Even then, however, her pleasure in things smaller than herself wasn’t quite over and one winter she made friends with a mouse. In Otago the milking cows were generally kept indoors on winter nights and given a last feed about eight o’clock, the time when the mouse would appear in Jessie’s feed-bin. Certainly, other mice were about, but this was the only one to appear publicly, as it were. With one good snort she could have blown the tiny creature through the back wall, but she kept very still and never even tried to touch it. All she did was half turn her head and follow its friskings with one kindly eye. We were able to watch too, because the mouse seemed to gain courage from the presence of his large friend and took no notice of us. Heaven knows what Jessie really made of the mouse, but she almost seemed to smile as she watched him, and plainly enjoyed his company.

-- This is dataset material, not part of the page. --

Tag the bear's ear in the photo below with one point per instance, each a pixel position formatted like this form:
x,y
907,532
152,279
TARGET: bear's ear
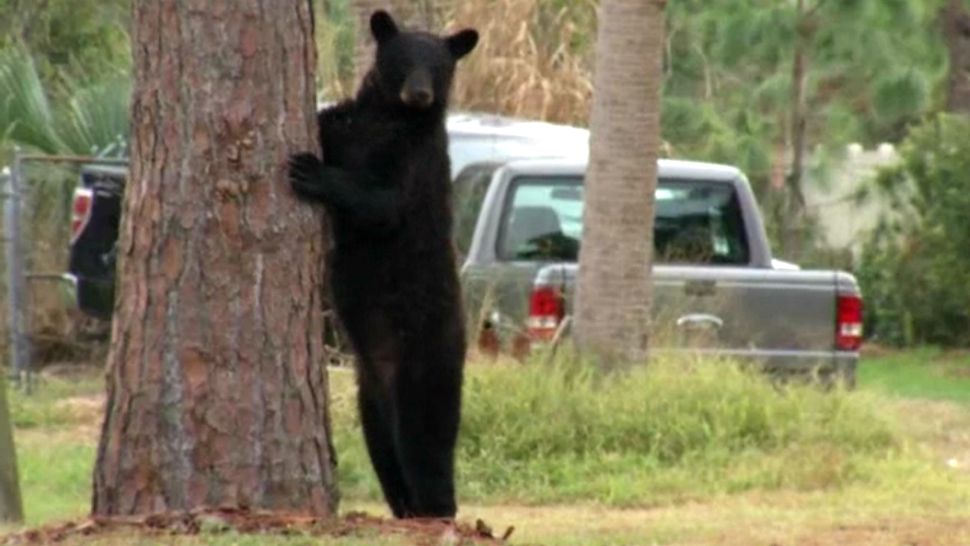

Finally there was Rocker. Rocker was a comfortable patched-up Holstein and we all agreed that somewhere in the remote past one of her ancestors must have been a horse. Every now and again after she’d been lying down, she’d try to get up like a horse, front legs first. This method works pretty well with horses but with cows it’s different, and Rocker could only ever manage to get up halfway. That is, once she’d pushed herself into a sitting position by bracing her front legs, there she stuck. Her rear end was immovable. But this didn’t worry her and sometimes she’d stay in this equine or canine sitting position for as long as ten minutes, chewing her cud and contentedly surveying the world around her. When she eventually decided it was time to get herself on all four feet, she’d begin rocking, rather like someone starting a swing, and hoping no doubt for enough momentum to hoist her rear end off the ground. She’d rock and rest, rock and rest, but naturally enough, in the end she was always obliged to kneel down and get up hindlegs first, as cows are born to do. This continued throughout her life, on an average of two or three times a month. I never heard of any other cow who tried to get up like a horse.
I do like cows. I like their big kindly eyes, their beautifully curved or beautifully crumpled horns, and above all I like their air of easygoing serenity. I even like the smell of them, while the smell of too many sheep can make me physically sick.
So after that testimony it may seem a bit odd to end by quoting in full a poem by Ogden Nash who I don’t think regarded cows very highly at all:
The cow is of the bovine ilk
One end is moo, the other milk.
Memorable? All those. The lot. And by heavens I’m pretty sure that Darkie, Lena, Jessie and all the others would have thought so too. The dear old things.